See [./auxiliary.py:plot_selected_features](./auxiliary.py)

## Load Train Dataset

### For Multi-task Regression

For Multi-task Regression use. All the data from the dataset CSV are load into a single dataframe, such that

$ x_{i,j} \in X, i \leq n, j \leq m $ where $X$ is a $n * m$ matrix, is the $j^{th}$ landmark of the $i^{th}$ training data element.

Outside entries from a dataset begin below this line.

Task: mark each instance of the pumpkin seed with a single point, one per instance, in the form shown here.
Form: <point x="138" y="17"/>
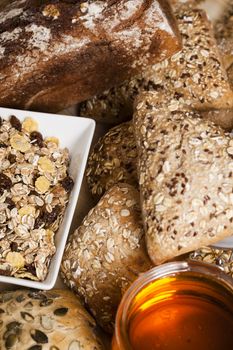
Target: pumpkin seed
<point x="35" y="347"/>
<point x="11" y="341"/>
<point x="39" y="337"/>
<point x="36" y="295"/>
<point x="62" y="311"/>
<point x="20" y="298"/>
<point x="46" y="302"/>
<point x="75" y="345"/>
<point x="12" y="326"/>
<point x="28" y="306"/>
<point x="26" y="316"/>
<point x="6" y="297"/>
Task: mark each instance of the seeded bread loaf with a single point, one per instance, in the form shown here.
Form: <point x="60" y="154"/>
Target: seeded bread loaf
<point x="106" y="253"/>
<point x="113" y="160"/>
<point x="53" y="320"/>
<point x="186" y="177"/>
<point x="194" y="77"/>
<point x="56" y="53"/>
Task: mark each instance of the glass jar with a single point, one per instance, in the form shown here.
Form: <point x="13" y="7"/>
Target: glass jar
<point x="178" y="305"/>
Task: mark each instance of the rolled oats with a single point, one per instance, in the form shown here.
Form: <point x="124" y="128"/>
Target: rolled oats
<point x="34" y="192"/>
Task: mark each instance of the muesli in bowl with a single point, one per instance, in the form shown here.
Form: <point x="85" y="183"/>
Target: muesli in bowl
<point x="34" y="191"/>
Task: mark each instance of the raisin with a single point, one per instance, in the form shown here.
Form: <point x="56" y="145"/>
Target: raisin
<point x="31" y="269"/>
<point x="37" y="138"/>
<point x="5" y="272"/>
<point x="10" y="203"/>
<point x="12" y="158"/>
<point x="67" y="183"/>
<point x="47" y="218"/>
<point x="15" y="123"/>
<point x="5" y="182"/>
<point x="14" y="247"/>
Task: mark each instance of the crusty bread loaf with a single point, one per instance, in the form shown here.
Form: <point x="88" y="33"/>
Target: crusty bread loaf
<point x="55" y="320"/>
<point x="113" y="160"/>
<point x="194" y="77"/>
<point x="106" y="253"/>
<point x="56" y="53"/>
<point x="186" y="177"/>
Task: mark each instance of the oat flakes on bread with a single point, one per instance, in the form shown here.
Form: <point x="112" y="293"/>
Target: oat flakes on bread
<point x="113" y="160"/>
<point x="185" y="171"/>
<point x="34" y="320"/>
<point x="194" y="77"/>
<point x="107" y="253"/>
<point x="224" y="34"/>
<point x="54" y="54"/>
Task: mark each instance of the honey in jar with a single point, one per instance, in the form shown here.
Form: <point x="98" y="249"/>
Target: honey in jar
<point x="178" y="306"/>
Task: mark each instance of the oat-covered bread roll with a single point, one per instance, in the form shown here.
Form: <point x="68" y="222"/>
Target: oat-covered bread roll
<point x="53" y="320"/>
<point x="56" y="53"/>
<point x="186" y="179"/>
<point x="224" y="34"/>
<point x="106" y="253"/>
<point x="113" y="160"/>
<point x="194" y="77"/>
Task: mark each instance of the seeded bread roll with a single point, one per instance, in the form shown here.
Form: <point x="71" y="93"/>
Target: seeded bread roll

$ y_i \in Y, i \leq n$ where $Y$ is a $n * 1$ matrix, is the list of blendshape of that element.

In [2]:
tmp_df = pd.read_csv(TRAIN_FILE, header=0, delimiter=",", index_col=False)
multitask_Y : DataFrame = tmp_df["weight"].to_frame()
multitask_Y = multitask_Y.applymap(literal_eval).applymap(np.array)
## Assuming 1st column blendshape index and 2nd column is the weight list.
multitask_X : DataFrame = tmp_df.iloc[:, 2:]
multitask_X = multitask_X.applymap(literal_eval).applymap(np.array)

In [3]:
print(multitask_X.shape)
print(multitask_Y.shape)

(19392, 478)
(19392, 1)


### For multi models regression

All the data from the dataset CSV are load into a list of dataframes, such that

$ dataframe_i$ in list is a dataframe for a specific blendshape.

$ x_{i,j} \in X, i \leq n, j \leq m $ where $X$ is a $n * m$ matrix, is the $j^{th}$ landmark of the $i^{th}$ training data element of this specific blendshape.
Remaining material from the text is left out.